Other processors that made the list include IBM’s Power processors inhabit 73 systems, but AMD’s Opteron chips are gaining ground, with 55 systems using them compared to only 25 systems six months ago.
Notably missing was Sun’s SPARC processor — a slippage that UltraSparc T1 with CoolThreads (formerly referred to as Niagara), which Sun revealed details of on Monday, will presumably remedy.
The new chips have the same instruction set as previous UltraSparc chips, but a different design. They are designed to address energy and spatial issues, which are now paramount to many enterprises. According to Director of Outbound Marketing Fadi Azhari, 80 percent of data centers are constrained by heat and power issues. By addressing this issues, Sun believes it will save customers millions of dollars.
The multithreaded chip contains eight cores, with four threads each, for a total of 32 threads, which is akin to 32 systems on a chip. The increased integration on the chip, Azhari said “removes the bottleneck between the data and the unit.”
The other notable aspect of UltraSPARC is its strong security.

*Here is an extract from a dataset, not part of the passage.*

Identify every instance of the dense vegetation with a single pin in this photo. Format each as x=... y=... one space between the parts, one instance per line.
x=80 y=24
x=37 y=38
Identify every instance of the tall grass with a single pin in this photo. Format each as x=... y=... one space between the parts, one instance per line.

It has seven to 10 times the RSA encryption levels of chips on the market, and it processes “fully encrypted messages at the same rate as straight text,” Azhari said.

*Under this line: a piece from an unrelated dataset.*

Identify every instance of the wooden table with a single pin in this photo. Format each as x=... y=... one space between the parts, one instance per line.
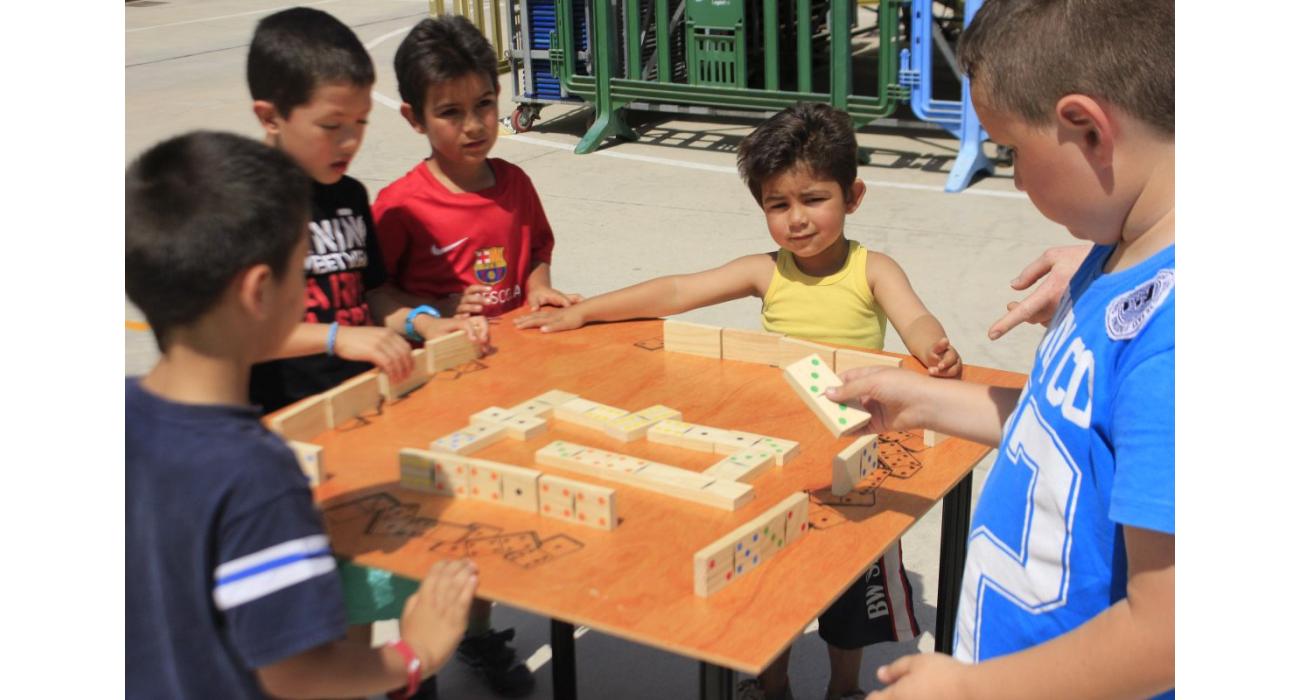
x=636 y=582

The chip is currently in volume ramp. Systems are expected to be announced by year end. Azhari describes the chip as being in a “cross-over category” whose sweet spot will be found in the Web tier space, where the chips will compete directly with Xeon.
From Proprietary to Standard
Nowhere is the trend of standardization more evident than in those vendors once synonymous with supercomputing. List veterans SGI and Cray, both had announcements Monday. SGI unveiled a new Altix 4000 flagship system, which begins the transition of the vendor’s high-end line to a blade form factor.
The Altix 4700 can hold up to 512 processors and has up to 100 TB of memory address space. The Altix 4700 integrates SUSE and Red Hat with SGI’s FPGA-based SGI RASC technologies and is compatible at the socket level with Itanium 2 processors and multicore Itanium processors.
It is scheduled to begin shipping in latter part of 1Q06.
Cray’s announcement wasn’t nearly as dramatic. The vendor agreed to continue using Opteron processors for its microprocessor-based supercomputer products through the end of the decade. Cray and AMD also agreed to collaborate on Cray’s mid-2006 proposal for Phase 3 of the federal government’s DARPA HPCS program.
Cray currently sells two Opteron-based products: the XT3 and the XD1. Cray CTO Steve Scott told ServerWatch that 90 XD1 systems have been sold since it hit the market last year. Cray’s other system, the X1E supercomputer, is based on Cray custom-built vector processors. This latest collaboration will further embed AMD technology in Cray’s next-generation supercomputer products, which are designed to increase performance for HPC applications by drawing on both AMD Opteron and custom, specialized processors.
Standardization appears to pervade the list, and even the stalwarts seem to have caught on to this and are adjusting their road maps accordingly. With supercomputing power increasingly accessible to nearly all organizations of all sizes and types, it may be time to, in the words of Sun’s Jonathan Schwartz, start thinking of computing power as the commodity but not the computer.
Clint Boulton contributed to this story.